= Suppliers and Parts database =

The Suppliers and Parts database is an example relational database that is referred to extensively in the literature and described in detail in C. J. Date's An Introduction to Database Systems, 8th ed. It is a simple database comprising three tables: Supplier, Part and Shipment, and is often used as a minimal exemplar of the interrelationships found in a database.

1. The Supplier relation holds information about suppliers. The SID attribute identifies the supplier, while the other attributes each hold one piece of information about the supplier.
2. The Part relation holds information about parts.

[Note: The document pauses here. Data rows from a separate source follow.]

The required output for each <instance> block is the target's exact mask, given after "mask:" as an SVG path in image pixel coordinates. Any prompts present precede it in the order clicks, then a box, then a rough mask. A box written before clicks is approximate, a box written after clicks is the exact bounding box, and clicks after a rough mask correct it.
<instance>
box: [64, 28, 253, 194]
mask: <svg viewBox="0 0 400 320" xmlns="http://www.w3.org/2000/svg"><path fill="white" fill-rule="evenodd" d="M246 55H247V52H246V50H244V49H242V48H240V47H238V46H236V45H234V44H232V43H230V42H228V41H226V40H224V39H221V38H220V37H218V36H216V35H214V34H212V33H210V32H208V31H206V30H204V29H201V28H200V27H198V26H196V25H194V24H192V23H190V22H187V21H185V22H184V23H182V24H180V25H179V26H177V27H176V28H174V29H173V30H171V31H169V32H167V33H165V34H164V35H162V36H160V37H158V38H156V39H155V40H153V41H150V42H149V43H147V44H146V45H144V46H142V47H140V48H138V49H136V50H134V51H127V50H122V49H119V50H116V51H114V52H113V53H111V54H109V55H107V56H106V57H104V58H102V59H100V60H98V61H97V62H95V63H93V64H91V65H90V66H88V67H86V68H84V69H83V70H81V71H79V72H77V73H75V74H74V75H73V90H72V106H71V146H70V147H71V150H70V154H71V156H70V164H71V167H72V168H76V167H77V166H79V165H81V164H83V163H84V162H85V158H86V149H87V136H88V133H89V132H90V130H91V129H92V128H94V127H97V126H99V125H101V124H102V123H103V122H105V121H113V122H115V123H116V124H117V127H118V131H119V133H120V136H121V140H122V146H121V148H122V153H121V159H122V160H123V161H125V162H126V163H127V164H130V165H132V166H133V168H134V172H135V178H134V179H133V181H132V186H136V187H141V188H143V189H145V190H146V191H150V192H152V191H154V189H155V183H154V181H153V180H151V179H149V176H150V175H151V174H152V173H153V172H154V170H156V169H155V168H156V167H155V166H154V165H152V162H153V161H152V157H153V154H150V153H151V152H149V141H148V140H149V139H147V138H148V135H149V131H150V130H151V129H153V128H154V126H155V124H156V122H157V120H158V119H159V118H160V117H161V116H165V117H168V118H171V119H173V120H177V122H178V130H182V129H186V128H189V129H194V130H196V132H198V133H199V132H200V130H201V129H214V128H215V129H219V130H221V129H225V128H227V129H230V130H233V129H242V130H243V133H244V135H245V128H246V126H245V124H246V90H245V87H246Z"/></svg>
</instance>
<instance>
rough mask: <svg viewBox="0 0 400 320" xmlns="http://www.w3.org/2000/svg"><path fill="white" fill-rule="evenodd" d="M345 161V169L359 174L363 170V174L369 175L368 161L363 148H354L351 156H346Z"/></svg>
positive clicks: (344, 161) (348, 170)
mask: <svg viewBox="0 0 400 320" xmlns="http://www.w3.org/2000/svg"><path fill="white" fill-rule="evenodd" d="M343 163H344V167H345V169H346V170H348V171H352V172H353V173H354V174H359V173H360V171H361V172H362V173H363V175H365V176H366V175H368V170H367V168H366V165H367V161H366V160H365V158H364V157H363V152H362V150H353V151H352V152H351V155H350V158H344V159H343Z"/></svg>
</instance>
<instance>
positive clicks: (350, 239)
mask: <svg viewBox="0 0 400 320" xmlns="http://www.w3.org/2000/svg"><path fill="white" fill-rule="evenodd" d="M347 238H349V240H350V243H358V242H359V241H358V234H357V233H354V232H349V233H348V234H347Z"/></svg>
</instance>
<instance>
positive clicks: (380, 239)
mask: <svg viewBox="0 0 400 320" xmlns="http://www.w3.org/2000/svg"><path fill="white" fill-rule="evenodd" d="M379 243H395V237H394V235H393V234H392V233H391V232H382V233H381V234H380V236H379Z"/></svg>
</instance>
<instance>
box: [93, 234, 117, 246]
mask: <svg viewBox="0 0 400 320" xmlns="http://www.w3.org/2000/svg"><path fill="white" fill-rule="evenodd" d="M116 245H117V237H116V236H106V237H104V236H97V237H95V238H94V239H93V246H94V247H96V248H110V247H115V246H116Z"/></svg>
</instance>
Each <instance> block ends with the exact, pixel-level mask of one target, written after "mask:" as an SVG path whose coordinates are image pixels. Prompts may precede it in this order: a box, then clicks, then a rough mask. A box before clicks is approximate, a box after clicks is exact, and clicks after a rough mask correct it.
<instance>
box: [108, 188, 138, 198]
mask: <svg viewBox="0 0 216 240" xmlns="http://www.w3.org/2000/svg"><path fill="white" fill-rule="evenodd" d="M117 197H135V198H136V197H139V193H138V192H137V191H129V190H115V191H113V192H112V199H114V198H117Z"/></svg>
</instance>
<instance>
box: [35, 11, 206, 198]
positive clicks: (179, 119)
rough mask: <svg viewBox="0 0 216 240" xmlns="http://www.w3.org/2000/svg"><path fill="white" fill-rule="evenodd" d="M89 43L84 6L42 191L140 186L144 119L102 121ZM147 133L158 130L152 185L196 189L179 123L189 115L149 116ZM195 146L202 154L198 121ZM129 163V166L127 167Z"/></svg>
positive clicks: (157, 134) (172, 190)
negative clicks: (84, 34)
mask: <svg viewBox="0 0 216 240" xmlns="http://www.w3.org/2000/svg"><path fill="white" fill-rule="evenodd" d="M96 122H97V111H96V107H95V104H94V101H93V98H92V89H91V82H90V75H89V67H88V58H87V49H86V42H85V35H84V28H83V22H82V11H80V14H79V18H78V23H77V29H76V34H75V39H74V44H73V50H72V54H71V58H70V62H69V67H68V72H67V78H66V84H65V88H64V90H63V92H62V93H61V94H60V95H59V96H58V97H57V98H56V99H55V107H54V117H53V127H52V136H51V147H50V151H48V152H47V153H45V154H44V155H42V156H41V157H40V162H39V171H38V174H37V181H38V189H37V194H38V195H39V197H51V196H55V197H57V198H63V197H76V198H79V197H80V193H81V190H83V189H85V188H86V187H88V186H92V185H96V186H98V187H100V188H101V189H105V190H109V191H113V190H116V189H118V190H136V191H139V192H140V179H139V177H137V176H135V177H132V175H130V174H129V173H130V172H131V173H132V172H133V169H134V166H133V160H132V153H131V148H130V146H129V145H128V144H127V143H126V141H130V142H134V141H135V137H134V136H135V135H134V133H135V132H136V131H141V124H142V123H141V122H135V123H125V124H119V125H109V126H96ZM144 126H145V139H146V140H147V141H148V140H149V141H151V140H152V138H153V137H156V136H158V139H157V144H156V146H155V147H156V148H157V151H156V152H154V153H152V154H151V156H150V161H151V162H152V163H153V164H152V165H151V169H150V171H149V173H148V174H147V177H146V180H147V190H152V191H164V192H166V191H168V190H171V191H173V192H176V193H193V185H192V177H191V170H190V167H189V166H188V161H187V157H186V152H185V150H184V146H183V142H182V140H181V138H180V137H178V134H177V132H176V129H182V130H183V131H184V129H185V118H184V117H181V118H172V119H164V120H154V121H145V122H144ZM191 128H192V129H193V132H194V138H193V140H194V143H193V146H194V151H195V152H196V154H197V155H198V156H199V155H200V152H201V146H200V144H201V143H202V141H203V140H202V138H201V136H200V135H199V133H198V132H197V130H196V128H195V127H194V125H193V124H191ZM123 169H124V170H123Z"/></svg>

Likewise, the PID attribute identifies the part, while the other attributes hold information about the part.
3. The Shipment relation holds information about shipments. The SID and PID attributes identify the supplier of the shipment and the part shipped, respectively. The remaining attribute indicates how many parts where shipped.
- Referential constraints known as Foreign keys ensure that these attributes can only hold values that are also found in the corresponding attributes in the Supplier and Parts relations.
- It is assumed that only one shipment exists for each supplier/part pairing, which isn't realistic for real world scenarios. This is intentionally oversimplified for pedagogical purposes, as is the entire database.

== SQL ==

The following SQL schema is one possible expression of the Suppliers-and-Parts database.

CREATE TABLE Supplier (
  SID int primary key,
  SName varchar(10) NOT NULL,
  Status int NOT NULL,
  City varchar(10) NOT NULL
)

CREATE TABLE Part (
  PID int primary key,
  PName varchar(10) NOT NULL,
  Color int NOT NULL,
  Weight real NOT NULL,
  City varchar(10) NOT NULL
)

CREATE TABLE Shipment (
  SID int NOT NULL FOREIGN KEY REFERENCES Supplier(SID),
  PID int NOT NULL FOREIGN KEY REFERENCES Part(PID),
  Qty int NOT NULL,
  PRIMARY KEY (SID, PID)
)

Notes:
1. The ID attributes are simple integers, but they could be (among other things) UUIDs or a system-defined identifier type that holds system-generated values.
2. The choice of VARCHAR(10) is arbitrary and would be too small for real-world use.
3. The application of the NOT NULL constraint to all attributes is a design decision based on the view that NULLs are to be avoided. It is not, strictly speaking, a requirement of the schema.